Whoever is making up the rules at the SEC, and in this case I mean the Southeastern Conference, should probably learn why blogs are successful before they make useless edicts.
I’m of course referring to the new rules the conference has placed on non-credentialed media members. To put it simply, the SEC is saying that fans who buy a ticket and watch the game from their seat cannot use that access at games to shoot and post video and take photographs for their money-making fan blog.
I understand the line of thinking. Some media organizations have paid for the rights for these games and images.
But all the rulemakers at the SEC had to do is look at these blogs to find out that’s not how it works. The reason these blogs are successful is not because they have great video angles on a play that you couldn’t see on ESPN. The reason why companies want to advertise on these blogs is not because their blogger has shot incredible photos from the stands.
The reason why these blogs work and are relevant is because, in most cases, they are well written by the biggest fans, they are willing to talk about all the rumors that every fan wants to hear and, despite having less access, come off as being closer to the team and fan sentiment than most beat writers.
Just to make sure I wasn’t alone, I called up my colleague Dan Shanoff, a media industry consultant and blogger, who also runs TimTeblog.com, a site that solely covers Tim Tebow, University of Florida’s quarterback and the SEC’s MVP.
“Most great SEC bloggers I know rely on their original analysis, rather than game-action photos or videos obtained at the game,” Shanoff said. “Most are too obsessed with, go figure, actually watching the game to worry about snapping a crappy picture or turning the flip camera on to capture the game-winning play. They have bigger things to worry about like how they will ad value to their readers’ own game experiences with some great post-game analysis.”
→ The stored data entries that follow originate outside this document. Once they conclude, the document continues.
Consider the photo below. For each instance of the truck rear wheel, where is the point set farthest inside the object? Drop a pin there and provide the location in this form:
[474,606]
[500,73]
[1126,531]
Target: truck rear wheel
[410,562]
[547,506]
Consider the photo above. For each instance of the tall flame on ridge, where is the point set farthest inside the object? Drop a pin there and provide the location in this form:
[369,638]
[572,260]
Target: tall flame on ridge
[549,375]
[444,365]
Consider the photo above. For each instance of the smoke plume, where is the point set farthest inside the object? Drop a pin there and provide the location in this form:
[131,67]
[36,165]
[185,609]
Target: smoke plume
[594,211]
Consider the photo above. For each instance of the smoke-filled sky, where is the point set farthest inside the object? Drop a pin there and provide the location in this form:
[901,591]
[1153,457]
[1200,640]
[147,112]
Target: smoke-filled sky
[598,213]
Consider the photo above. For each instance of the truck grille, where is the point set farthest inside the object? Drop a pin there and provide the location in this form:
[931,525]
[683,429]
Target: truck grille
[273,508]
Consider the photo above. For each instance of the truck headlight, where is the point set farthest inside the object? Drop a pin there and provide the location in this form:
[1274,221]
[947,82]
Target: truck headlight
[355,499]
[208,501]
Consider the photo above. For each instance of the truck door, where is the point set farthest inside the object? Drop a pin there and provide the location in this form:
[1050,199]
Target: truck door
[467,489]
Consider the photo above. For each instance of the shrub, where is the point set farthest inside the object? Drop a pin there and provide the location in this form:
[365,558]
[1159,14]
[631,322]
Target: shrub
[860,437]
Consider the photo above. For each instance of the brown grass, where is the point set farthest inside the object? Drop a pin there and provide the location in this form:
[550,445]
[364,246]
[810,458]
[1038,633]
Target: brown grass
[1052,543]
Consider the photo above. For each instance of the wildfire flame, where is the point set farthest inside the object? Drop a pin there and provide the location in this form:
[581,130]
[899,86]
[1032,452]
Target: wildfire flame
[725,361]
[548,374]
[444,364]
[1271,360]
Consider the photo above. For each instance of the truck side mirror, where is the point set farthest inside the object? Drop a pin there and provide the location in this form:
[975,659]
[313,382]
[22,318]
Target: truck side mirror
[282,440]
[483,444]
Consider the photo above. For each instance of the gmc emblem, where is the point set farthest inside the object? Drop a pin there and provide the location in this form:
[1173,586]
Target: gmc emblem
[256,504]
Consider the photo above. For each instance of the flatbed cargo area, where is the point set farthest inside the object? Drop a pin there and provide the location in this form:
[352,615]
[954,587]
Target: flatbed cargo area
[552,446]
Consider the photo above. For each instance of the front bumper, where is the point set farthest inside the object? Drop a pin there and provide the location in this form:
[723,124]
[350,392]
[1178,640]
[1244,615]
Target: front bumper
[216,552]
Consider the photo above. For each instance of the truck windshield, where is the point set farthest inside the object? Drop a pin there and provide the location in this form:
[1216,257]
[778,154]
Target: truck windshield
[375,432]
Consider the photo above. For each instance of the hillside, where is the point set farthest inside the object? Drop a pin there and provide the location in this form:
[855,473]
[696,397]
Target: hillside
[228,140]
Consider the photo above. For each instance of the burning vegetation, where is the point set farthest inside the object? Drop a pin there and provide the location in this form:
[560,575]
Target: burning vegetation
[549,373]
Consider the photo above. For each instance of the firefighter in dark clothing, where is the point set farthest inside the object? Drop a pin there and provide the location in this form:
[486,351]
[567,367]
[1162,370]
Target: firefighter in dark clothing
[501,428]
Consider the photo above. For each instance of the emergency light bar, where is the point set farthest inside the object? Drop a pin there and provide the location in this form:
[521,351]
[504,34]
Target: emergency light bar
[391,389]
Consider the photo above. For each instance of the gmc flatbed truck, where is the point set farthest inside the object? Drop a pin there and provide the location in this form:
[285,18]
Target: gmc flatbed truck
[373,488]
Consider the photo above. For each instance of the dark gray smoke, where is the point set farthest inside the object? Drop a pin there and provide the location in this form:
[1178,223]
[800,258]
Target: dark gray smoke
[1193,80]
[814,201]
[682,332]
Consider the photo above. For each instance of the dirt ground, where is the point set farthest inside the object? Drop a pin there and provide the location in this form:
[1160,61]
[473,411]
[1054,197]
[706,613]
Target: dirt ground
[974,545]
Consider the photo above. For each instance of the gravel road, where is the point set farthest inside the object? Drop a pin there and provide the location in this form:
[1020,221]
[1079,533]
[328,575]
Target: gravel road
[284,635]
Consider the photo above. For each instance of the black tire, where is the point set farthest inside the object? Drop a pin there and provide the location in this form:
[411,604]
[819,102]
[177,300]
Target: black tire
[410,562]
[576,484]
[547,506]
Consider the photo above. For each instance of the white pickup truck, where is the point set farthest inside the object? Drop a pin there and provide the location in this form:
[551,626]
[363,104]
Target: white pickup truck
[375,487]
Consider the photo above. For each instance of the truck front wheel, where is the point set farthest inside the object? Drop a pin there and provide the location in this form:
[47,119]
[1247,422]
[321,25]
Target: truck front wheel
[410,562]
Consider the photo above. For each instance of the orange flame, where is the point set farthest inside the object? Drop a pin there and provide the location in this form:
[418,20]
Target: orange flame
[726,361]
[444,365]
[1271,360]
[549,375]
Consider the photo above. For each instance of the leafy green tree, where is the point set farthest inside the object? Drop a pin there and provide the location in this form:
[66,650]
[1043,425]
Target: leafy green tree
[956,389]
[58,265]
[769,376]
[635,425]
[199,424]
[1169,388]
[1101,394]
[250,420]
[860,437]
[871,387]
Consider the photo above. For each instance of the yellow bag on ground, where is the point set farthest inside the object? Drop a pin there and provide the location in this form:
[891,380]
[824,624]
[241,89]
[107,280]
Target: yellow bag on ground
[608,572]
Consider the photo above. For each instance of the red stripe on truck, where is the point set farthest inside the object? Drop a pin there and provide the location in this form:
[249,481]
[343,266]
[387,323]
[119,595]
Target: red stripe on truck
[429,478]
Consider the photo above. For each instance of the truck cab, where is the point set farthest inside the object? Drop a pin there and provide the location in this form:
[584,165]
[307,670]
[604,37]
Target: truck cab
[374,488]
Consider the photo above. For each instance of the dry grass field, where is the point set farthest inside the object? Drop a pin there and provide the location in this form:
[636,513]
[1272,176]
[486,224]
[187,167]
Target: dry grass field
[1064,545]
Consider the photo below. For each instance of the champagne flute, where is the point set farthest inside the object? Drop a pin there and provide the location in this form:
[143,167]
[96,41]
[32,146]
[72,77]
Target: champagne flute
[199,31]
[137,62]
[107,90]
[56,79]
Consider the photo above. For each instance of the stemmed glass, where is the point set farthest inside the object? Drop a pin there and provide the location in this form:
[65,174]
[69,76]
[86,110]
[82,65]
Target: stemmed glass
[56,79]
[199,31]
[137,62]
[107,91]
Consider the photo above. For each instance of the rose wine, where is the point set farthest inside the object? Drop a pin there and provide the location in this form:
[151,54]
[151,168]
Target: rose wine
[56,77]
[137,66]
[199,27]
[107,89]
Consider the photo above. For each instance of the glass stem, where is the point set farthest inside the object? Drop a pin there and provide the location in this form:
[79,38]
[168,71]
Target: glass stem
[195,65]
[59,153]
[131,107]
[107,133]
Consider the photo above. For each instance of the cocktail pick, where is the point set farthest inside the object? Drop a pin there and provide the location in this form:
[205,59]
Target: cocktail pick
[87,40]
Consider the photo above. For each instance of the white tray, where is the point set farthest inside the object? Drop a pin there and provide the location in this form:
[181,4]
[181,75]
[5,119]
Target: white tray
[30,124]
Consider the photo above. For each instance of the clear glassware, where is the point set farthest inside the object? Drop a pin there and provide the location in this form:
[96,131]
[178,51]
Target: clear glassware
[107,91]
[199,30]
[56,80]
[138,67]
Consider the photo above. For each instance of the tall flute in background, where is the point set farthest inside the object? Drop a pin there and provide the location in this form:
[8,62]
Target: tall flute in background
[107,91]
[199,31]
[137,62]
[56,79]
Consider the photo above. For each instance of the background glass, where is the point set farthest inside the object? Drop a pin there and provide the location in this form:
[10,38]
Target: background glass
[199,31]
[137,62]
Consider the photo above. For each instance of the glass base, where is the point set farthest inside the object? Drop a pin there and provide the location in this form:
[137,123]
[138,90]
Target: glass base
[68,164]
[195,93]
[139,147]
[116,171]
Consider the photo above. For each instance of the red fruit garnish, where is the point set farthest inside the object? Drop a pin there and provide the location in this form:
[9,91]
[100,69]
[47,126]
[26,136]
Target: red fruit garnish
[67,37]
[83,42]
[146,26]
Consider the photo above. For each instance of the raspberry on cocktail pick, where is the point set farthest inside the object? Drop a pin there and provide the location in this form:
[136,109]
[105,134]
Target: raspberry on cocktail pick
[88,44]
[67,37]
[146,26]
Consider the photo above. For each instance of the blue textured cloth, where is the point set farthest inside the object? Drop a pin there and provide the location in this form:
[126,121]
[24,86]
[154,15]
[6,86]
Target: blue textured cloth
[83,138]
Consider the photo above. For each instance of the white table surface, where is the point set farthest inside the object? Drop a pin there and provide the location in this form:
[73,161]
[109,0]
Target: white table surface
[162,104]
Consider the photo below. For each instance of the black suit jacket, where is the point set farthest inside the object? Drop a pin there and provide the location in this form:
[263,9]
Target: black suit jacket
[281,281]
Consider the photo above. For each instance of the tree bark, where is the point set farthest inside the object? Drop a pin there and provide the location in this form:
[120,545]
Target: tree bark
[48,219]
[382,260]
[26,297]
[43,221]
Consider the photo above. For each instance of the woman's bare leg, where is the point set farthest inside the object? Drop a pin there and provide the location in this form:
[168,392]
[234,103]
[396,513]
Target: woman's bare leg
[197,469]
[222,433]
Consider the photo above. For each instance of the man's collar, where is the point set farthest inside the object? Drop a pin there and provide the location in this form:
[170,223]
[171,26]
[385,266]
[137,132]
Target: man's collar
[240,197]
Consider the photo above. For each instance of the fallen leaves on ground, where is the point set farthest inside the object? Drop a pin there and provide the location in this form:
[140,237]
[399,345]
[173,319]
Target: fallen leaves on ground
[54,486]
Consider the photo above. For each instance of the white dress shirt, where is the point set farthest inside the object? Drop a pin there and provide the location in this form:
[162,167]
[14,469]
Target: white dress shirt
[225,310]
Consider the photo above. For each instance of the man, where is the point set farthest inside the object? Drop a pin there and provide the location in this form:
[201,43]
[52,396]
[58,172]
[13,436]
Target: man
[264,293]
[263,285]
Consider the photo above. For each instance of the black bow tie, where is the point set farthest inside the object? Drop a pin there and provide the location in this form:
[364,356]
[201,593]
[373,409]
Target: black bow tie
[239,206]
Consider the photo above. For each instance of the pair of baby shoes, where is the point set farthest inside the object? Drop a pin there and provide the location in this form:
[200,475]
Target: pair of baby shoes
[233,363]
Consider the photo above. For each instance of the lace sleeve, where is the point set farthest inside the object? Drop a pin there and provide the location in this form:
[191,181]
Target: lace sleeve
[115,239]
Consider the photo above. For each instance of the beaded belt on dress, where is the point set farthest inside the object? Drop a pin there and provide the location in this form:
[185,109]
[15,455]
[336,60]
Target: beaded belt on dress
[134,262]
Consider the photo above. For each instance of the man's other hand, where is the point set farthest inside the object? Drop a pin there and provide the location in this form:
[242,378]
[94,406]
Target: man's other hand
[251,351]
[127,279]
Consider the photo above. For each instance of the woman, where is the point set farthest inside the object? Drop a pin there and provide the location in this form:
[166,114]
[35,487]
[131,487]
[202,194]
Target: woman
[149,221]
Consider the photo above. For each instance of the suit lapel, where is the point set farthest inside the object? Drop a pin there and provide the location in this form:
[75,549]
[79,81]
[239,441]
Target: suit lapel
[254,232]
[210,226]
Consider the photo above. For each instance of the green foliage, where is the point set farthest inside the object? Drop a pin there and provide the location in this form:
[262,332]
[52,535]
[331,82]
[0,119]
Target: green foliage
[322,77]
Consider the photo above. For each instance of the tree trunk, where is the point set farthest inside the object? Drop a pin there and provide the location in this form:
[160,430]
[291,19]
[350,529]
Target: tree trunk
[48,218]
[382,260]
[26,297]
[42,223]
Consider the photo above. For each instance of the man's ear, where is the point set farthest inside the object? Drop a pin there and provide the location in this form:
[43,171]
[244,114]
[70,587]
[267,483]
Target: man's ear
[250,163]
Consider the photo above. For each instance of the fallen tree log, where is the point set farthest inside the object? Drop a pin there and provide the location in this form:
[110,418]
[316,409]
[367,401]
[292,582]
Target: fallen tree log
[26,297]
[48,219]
The Internet is a survival of the fittest. The fittest are often made up of these bloggers who probably didn’t get hired at the local paper to cover the team because they didn’t necessarily have the right background. But, I’ve read most of these blogs, and most of the time I'd rather read their posts than what the beat writer is writing.
The joke of it all is that many of these bloggers are writing up their relevant posts while watching the game on their couch. Maybe the SEC will have rules for home viewing next year!